RSV cases up 42 percent in Arizona
Cases of a potentially life-threatening respiratory virus that mostly affects babies and young children have risen 42 percent in Arizona this season when compared with the same period last year, health officials said.
As of Dec. 1, 101 cases of respiratory syncytial virus, or RSV, had been reported statewide.
In Yuma County, five cases have been reported in the last month.
“Locally we have five confirmed cases in Yuma so far this year. Last year we only had two cases,” noted Diana Gomez, director of the Yuma County Health Services District.
“More RSV cases have been reported in November this year than in previous years. This means the RSV season started sooner,” Gomez added.
The majority of cases were in Maricopa, Navajo and Pinal counties. Seventeen cases were reported in Pinal County.
Clarisse Tsang, acting infectious disease and epidemiology program manager for the Arizona Department of Health Services, said RSV typically peaks in February, so even though the numbers are up from this time last year, it's difficult to say if this season will be worse than others.
The great majority – 92 of the Arizona cases so far this season – have been in children under age 5. Most children are infected with the virus by their second birthday, but only a small percentage develops severe disease.
There is no vaccine against RSV. That's why Gomez stresses the importance of prevention.
“Once people have it, there is no standard treatment,” she said. “Prevention is the key. Cover cough, wash your hands, get a flu shot.”
Symptoms include a fever, reduced appetite, runny nose, cough and wheezing.

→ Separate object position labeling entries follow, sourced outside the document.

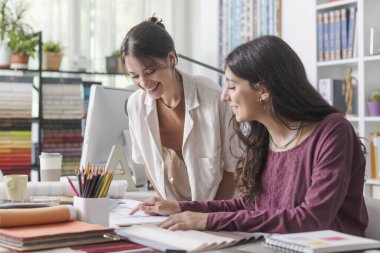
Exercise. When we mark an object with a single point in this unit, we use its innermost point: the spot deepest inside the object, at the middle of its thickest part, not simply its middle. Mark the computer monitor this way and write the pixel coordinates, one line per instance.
(106, 126)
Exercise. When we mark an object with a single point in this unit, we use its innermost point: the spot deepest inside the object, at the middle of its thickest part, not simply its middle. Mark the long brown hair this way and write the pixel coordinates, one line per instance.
(270, 62)
(148, 41)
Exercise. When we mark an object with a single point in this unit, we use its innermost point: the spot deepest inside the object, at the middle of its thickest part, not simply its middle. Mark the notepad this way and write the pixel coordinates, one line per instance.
(183, 241)
(320, 241)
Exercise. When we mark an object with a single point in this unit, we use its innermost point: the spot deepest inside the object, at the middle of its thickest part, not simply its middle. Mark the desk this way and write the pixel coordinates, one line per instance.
(141, 194)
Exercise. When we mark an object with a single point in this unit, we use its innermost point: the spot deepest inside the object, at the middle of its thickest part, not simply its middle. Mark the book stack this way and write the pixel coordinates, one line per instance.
(337, 34)
(28, 229)
(63, 111)
(243, 20)
(15, 124)
(319, 241)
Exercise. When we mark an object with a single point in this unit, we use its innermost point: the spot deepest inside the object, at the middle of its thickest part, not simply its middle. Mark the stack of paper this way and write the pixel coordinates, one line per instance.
(186, 241)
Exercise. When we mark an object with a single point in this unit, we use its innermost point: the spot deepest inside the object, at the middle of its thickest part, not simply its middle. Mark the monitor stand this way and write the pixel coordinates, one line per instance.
(118, 163)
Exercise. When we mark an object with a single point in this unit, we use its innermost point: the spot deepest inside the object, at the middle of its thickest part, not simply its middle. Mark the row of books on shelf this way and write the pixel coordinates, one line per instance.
(15, 124)
(64, 104)
(334, 92)
(337, 34)
(244, 20)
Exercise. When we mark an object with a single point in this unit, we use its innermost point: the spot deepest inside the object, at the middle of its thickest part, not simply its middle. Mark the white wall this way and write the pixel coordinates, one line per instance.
(299, 31)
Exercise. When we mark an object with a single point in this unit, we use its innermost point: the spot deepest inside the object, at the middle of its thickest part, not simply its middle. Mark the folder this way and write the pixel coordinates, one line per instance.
(55, 235)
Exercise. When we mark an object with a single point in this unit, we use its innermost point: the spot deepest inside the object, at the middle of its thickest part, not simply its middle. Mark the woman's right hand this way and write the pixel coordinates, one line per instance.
(157, 206)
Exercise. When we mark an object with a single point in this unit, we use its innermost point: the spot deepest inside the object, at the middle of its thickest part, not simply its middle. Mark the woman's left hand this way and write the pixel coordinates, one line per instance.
(186, 221)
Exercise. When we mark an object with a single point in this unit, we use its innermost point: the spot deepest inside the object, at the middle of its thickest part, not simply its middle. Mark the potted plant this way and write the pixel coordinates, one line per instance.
(5, 52)
(53, 53)
(113, 63)
(22, 43)
(374, 104)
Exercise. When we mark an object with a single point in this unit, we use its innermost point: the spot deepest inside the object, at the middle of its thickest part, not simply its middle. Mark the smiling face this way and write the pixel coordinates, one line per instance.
(154, 80)
(242, 98)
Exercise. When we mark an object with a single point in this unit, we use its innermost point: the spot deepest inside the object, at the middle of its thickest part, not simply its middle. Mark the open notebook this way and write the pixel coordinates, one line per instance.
(187, 241)
(320, 241)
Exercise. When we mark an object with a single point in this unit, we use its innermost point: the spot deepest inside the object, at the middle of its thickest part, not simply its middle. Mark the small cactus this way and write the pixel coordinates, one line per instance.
(375, 96)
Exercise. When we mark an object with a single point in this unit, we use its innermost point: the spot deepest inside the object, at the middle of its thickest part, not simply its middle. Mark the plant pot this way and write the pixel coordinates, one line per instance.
(114, 65)
(52, 61)
(19, 61)
(5, 55)
(373, 108)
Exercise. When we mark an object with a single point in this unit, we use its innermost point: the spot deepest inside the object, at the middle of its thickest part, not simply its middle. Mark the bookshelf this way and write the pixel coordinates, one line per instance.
(46, 124)
(365, 67)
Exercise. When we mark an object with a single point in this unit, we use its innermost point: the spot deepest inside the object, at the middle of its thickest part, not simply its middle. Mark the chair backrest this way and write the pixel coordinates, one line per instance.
(373, 208)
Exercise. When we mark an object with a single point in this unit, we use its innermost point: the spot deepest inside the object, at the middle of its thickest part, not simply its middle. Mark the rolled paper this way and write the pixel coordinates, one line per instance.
(36, 216)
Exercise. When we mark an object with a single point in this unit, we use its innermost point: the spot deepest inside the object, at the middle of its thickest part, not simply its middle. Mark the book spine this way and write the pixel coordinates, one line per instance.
(338, 49)
(343, 22)
(377, 154)
(351, 31)
(332, 35)
(326, 44)
(320, 37)
(374, 155)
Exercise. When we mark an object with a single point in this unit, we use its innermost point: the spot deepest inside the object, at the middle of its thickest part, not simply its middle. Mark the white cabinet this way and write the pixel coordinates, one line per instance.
(366, 68)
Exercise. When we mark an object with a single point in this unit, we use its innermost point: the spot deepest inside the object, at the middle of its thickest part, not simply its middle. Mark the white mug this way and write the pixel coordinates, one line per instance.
(93, 210)
(15, 187)
(50, 166)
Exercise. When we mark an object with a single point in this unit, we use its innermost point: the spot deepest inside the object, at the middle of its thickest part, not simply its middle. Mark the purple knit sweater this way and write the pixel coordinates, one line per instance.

Older children and adults may have a runny nose, sore throat, headache, cough and a feeling of general sickness.
The virus also can lead to more serious illnesses, such as pneumonia and bronchiolitis, in children and adults. Some of those infected, particularly babies, may need to be hospitalized.
The virus can be spread when an infected person coughs or sneezes into the air. Direct and indirect transmissions of the virus usually occur when people touch an infectious secretion and then rub their eyes or nose.
Preventative measures include hand-washing, covering coughs, avoiding exposure to tobacco smoke and avoiding unnecessary exposure to crowds. Parents and other loved ones who have cold-like symptoms should avoid kissing children.
Tsang said parents should keep children home if they are showing any signs of illness to avoid infecting others.
Doctors may prescribe an antibody treatment of monthly shots to high-risk babies and toddlers for the five months of season. But the drug can't prevent infection with the virus, it is expensive, and it can't help cure or treat children already suffering from serious respiratory syncytial virus disease.